Perea, also known by his nickname “El Bebop Kid”, sees music in general as one long chain that transfers culture from one generation to the next. Although he is most influenced by rock n roll of the 1950s, “Hard Times” features songs from 1905, the 30s, 40s, and even the title track is from 1854. The older material is a quiet, more personal departure for Daniel, who’s previous project, Dr. Daniel & The Rockabilly Vampires was high energy rockabilly flavored by a pinch of punk rock. But along with the covers, and quieter original ballads, there are also a couple tracks that will be more familiar to fans of Perea’s previous work.

“I wanted to do something different that strikes right at the root of American music. I became friends with legendary blues photographer and promoter, Dick Waterman, and fell in love with the one-man, one-guitar arrangements of the artists he used to manage – Son House, Skip James, and Mississippi John Hurt. And I always loved Jimmie Rodgers and Johnny Cash’s first ‘American Recordings’ album. You really can’t live an hour away from Clarksdale and hang around all the great musicians in this region without their influence rubbing off on you.”

Its old fashioned approach and repertoire notwithstanding, “Hard Times” is exclusively distributed digitally in 21st century manner.
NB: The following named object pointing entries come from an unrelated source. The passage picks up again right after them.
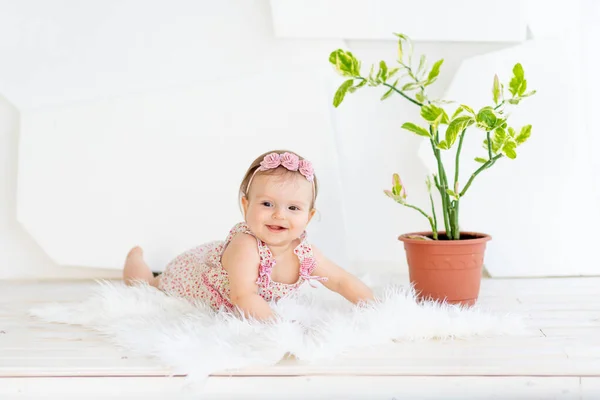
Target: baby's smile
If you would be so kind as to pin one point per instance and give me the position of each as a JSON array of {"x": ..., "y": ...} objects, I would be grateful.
[{"x": 276, "y": 228}]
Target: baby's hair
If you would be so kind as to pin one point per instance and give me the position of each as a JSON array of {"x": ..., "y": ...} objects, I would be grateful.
[{"x": 256, "y": 163}]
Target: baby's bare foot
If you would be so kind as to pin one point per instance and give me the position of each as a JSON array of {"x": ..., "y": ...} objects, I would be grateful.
[{"x": 136, "y": 268}]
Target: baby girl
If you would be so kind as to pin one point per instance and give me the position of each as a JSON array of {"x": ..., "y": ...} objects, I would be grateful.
[{"x": 264, "y": 258}]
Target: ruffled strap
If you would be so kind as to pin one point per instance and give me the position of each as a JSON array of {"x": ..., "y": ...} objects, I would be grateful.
[
  {"x": 266, "y": 257},
  {"x": 307, "y": 262}
]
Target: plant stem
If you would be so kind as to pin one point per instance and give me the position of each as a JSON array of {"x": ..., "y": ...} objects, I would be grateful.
[
  {"x": 434, "y": 216},
  {"x": 457, "y": 162},
  {"x": 403, "y": 95},
  {"x": 454, "y": 204},
  {"x": 433, "y": 228},
  {"x": 441, "y": 185},
  {"x": 487, "y": 165}
]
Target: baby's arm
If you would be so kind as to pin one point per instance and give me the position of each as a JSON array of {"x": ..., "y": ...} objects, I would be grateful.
[
  {"x": 241, "y": 261},
  {"x": 341, "y": 281}
]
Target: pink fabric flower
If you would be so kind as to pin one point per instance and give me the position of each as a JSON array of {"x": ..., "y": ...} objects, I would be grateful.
[
  {"x": 290, "y": 161},
  {"x": 307, "y": 266},
  {"x": 305, "y": 167},
  {"x": 264, "y": 273},
  {"x": 270, "y": 161}
]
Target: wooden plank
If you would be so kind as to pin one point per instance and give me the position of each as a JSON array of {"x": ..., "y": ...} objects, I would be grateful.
[{"x": 297, "y": 387}]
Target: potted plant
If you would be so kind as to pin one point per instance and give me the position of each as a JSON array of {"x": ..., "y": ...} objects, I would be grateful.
[{"x": 445, "y": 264}]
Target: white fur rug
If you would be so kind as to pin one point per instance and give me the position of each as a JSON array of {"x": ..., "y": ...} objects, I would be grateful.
[{"x": 315, "y": 324}]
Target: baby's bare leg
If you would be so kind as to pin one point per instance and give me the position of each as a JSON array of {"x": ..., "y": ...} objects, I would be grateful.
[{"x": 136, "y": 269}]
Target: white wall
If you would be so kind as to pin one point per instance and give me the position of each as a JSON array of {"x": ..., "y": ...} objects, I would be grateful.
[
  {"x": 93, "y": 54},
  {"x": 20, "y": 256}
]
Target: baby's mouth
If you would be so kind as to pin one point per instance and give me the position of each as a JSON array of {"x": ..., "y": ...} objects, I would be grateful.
[{"x": 276, "y": 228}]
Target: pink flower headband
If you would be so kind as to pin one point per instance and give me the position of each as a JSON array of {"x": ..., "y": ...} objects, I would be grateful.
[{"x": 289, "y": 161}]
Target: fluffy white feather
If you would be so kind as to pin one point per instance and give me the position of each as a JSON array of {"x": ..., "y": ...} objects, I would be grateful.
[{"x": 313, "y": 325}]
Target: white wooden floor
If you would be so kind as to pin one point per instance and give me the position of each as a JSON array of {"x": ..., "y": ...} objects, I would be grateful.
[{"x": 560, "y": 360}]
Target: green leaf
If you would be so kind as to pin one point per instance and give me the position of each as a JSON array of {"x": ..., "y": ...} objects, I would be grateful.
[
  {"x": 468, "y": 109},
  {"x": 459, "y": 110},
  {"x": 361, "y": 84},
  {"x": 496, "y": 89},
  {"x": 509, "y": 149},
  {"x": 422, "y": 62},
  {"x": 435, "y": 71},
  {"x": 341, "y": 92},
  {"x": 486, "y": 118},
  {"x": 452, "y": 193},
  {"x": 456, "y": 127},
  {"x": 523, "y": 135},
  {"x": 382, "y": 74},
  {"x": 416, "y": 129},
  {"x": 443, "y": 145},
  {"x": 393, "y": 72},
  {"x": 431, "y": 113},
  {"x": 498, "y": 139},
  {"x": 387, "y": 94},
  {"x": 410, "y": 86}
]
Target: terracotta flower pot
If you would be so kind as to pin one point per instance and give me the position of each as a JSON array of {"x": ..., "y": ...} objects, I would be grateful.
[{"x": 446, "y": 270}]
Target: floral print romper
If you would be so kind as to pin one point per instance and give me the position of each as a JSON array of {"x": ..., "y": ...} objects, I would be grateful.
[{"x": 198, "y": 275}]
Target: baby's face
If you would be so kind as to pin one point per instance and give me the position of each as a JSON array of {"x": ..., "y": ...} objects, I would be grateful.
[{"x": 278, "y": 208}]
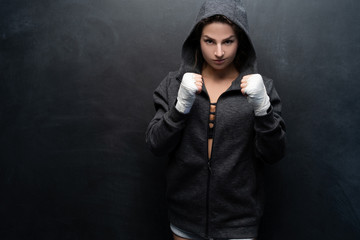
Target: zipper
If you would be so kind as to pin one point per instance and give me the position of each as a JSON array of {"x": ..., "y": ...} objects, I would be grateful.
[{"x": 210, "y": 171}]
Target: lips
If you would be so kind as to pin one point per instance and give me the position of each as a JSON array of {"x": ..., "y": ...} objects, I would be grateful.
[{"x": 219, "y": 61}]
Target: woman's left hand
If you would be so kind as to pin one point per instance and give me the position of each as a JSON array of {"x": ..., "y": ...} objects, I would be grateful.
[{"x": 253, "y": 87}]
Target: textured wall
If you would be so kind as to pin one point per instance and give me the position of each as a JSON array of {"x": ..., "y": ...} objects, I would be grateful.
[{"x": 76, "y": 82}]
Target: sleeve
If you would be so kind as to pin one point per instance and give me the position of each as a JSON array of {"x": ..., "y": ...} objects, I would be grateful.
[
  {"x": 270, "y": 129},
  {"x": 164, "y": 131}
]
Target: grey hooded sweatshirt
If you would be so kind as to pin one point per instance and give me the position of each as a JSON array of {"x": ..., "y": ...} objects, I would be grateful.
[{"x": 220, "y": 197}]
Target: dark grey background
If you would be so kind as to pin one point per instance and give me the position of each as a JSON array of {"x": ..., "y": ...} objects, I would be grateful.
[{"x": 76, "y": 83}]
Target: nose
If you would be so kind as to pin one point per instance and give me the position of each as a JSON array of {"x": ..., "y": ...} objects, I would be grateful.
[{"x": 219, "y": 53}]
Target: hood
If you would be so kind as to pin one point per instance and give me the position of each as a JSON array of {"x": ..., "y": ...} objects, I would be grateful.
[{"x": 234, "y": 10}]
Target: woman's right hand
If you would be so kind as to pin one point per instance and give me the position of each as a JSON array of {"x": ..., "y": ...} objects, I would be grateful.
[{"x": 190, "y": 85}]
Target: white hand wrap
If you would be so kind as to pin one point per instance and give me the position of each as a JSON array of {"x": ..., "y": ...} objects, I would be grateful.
[
  {"x": 186, "y": 94},
  {"x": 257, "y": 95}
]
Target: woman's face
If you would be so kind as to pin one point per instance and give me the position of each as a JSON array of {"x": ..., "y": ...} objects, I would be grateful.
[{"x": 219, "y": 45}]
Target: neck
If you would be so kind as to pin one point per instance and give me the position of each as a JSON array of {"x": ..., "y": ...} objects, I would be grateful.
[{"x": 226, "y": 73}]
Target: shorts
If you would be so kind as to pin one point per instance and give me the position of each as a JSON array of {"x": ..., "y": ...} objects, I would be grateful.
[{"x": 193, "y": 236}]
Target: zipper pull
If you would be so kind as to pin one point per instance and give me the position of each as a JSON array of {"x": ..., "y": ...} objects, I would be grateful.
[{"x": 209, "y": 166}]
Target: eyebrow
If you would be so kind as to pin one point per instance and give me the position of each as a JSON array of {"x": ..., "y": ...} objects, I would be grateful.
[{"x": 232, "y": 36}]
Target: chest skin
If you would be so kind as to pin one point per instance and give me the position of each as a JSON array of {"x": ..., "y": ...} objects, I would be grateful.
[{"x": 214, "y": 90}]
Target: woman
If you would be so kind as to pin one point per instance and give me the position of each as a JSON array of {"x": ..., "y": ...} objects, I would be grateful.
[{"x": 219, "y": 121}]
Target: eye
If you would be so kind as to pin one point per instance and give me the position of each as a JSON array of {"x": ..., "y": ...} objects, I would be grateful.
[
  {"x": 208, "y": 41},
  {"x": 228, "y": 42}
]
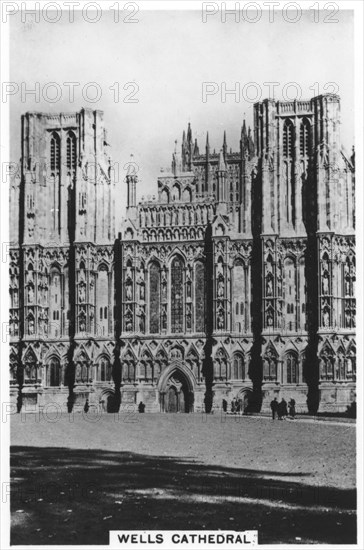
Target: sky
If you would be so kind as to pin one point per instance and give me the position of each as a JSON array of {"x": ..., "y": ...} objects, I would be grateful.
[{"x": 165, "y": 58}]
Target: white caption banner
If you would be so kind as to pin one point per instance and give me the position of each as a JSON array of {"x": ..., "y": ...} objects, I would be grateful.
[{"x": 188, "y": 540}]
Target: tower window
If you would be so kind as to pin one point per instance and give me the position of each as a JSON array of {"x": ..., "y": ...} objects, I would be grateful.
[
  {"x": 305, "y": 138},
  {"x": 288, "y": 139},
  {"x": 71, "y": 151},
  {"x": 55, "y": 152}
]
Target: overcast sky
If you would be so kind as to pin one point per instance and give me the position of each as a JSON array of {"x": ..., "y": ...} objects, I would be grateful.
[{"x": 169, "y": 54}]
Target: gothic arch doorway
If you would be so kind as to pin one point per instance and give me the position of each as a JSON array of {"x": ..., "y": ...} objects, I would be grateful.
[
  {"x": 245, "y": 394},
  {"x": 176, "y": 393},
  {"x": 107, "y": 401}
]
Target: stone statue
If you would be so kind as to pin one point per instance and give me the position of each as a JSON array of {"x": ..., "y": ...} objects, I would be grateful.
[
  {"x": 128, "y": 290},
  {"x": 82, "y": 294},
  {"x": 326, "y": 318},
  {"x": 269, "y": 287},
  {"x": 325, "y": 285}
]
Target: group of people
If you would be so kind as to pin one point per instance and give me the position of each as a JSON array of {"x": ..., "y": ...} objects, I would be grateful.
[
  {"x": 236, "y": 406},
  {"x": 281, "y": 410}
]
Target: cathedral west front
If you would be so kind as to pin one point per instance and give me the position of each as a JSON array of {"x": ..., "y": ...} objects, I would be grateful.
[{"x": 235, "y": 280}]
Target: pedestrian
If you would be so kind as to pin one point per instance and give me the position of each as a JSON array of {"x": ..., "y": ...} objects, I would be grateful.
[
  {"x": 284, "y": 411},
  {"x": 274, "y": 406},
  {"x": 292, "y": 408}
]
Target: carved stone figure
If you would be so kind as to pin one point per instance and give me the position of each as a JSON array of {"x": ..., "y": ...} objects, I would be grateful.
[
  {"x": 325, "y": 284},
  {"x": 326, "y": 318}
]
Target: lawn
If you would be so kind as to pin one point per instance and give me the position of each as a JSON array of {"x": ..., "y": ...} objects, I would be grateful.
[{"x": 75, "y": 479}]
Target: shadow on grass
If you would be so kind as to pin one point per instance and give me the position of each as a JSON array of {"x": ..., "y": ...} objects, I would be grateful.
[{"x": 71, "y": 496}]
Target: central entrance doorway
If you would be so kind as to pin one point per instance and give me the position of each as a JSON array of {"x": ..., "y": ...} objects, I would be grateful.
[{"x": 177, "y": 396}]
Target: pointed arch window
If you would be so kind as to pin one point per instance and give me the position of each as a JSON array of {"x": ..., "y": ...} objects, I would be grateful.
[
  {"x": 238, "y": 367},
  {"x": 71, "y": 151},
  {"x": 54, "y": 372},
  {"x": 305, "y": 137},
  {"x": 55, "y": 156},
  {"x": 177, "y": 297},
  {"x": 291, "y": 367},
  {"x": 154, "y": 298},
  {"x": 288, "y": 139},
  {"x": 200, "y": 296}
]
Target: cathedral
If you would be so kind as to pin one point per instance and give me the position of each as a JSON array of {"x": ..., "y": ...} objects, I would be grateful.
[{"x": 236, "y": 280}]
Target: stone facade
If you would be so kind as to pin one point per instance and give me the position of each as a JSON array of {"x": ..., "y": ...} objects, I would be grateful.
[{"x": 240, "y": 271}]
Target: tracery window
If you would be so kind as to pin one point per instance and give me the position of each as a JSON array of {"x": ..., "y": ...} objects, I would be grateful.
[
  {"x": 288, "y": 139},
  {"x": 71, "y": 151},
  {"x": 154, "y": 298},
  {"x": 200, "y": 296},
  {"x": 55, "y": 158},
  {"x": 177, "y": 295},
  {"x": 291, "y": 368},
  {"x": 270, "y": 366},
  {"x": 238, "y": 367},
  {"x": 305, "y": 137},
  {"x": 54, "y": 372}
]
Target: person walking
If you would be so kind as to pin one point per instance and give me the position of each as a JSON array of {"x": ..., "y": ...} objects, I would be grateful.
[
  {"x": 274, "y": 407},
  {"x": 283, "y": 406},
  {"x": 292, "y": 408}
]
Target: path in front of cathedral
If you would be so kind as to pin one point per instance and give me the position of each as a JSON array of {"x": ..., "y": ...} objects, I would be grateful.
[{"x": 77, "y": 478}]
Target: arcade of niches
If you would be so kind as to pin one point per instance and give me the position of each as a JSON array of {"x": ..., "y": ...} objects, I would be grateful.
[{"x": 138, "y": 312}]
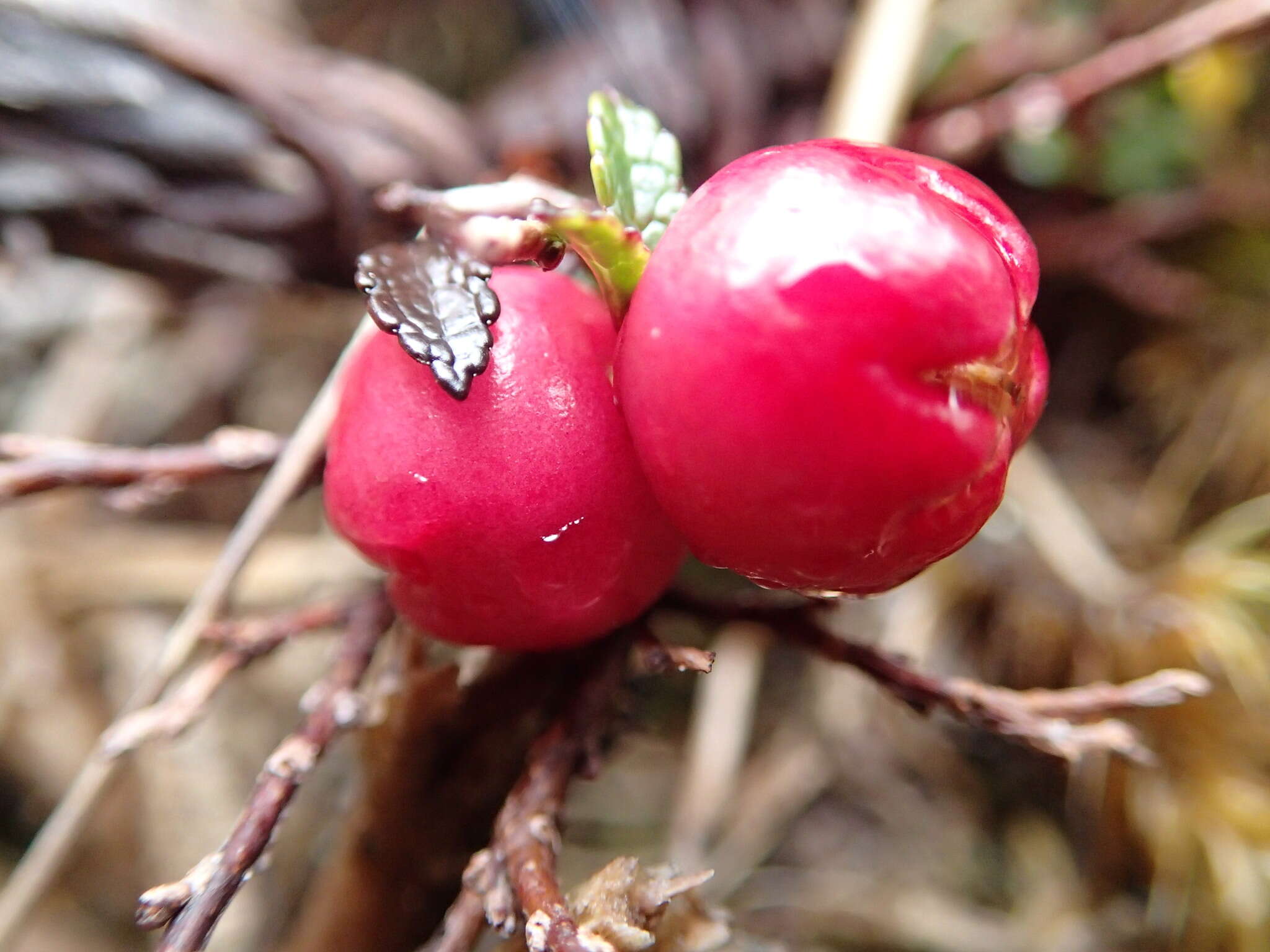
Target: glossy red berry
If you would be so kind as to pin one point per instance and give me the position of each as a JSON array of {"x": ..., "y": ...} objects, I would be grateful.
[
  {"x": 828, "y": 363},
  {"x": 518, "y": 517}
]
The album hit #81 on the New Rock Albums chart on iTunes on its debut weekend of August 1. And the momentum and supporting live performances helped boost “El Bebop Kid” to hit #1 artist in the world on the ReverbNation.com Rockabilly chart on August 17 – the day after Perea performed at the first ever Memphis International Rockabilly Festival.

“Sharing a bill with Rockabilly Hall of Famers like W.S. Holland, Narvel Felts, Sonny Burgess and The Stray Cats’ Lee Rocker is quite an honor. It was an incredible experience to hang around my idols and be encouraged and accepted as just one of the guys. What could be more fulfilling than that?”

“El Bebop Kid” plans on following up “Hard Times” by collaborating with another Rockabilly Hall of Famer, Grenada Mississippi’s Bud Bays.

“Bud and I have been talking about getting an all-star group of musicians together in a studio to cut a killer rockabilly album. I’ve already got all the material written and am very excited for that.”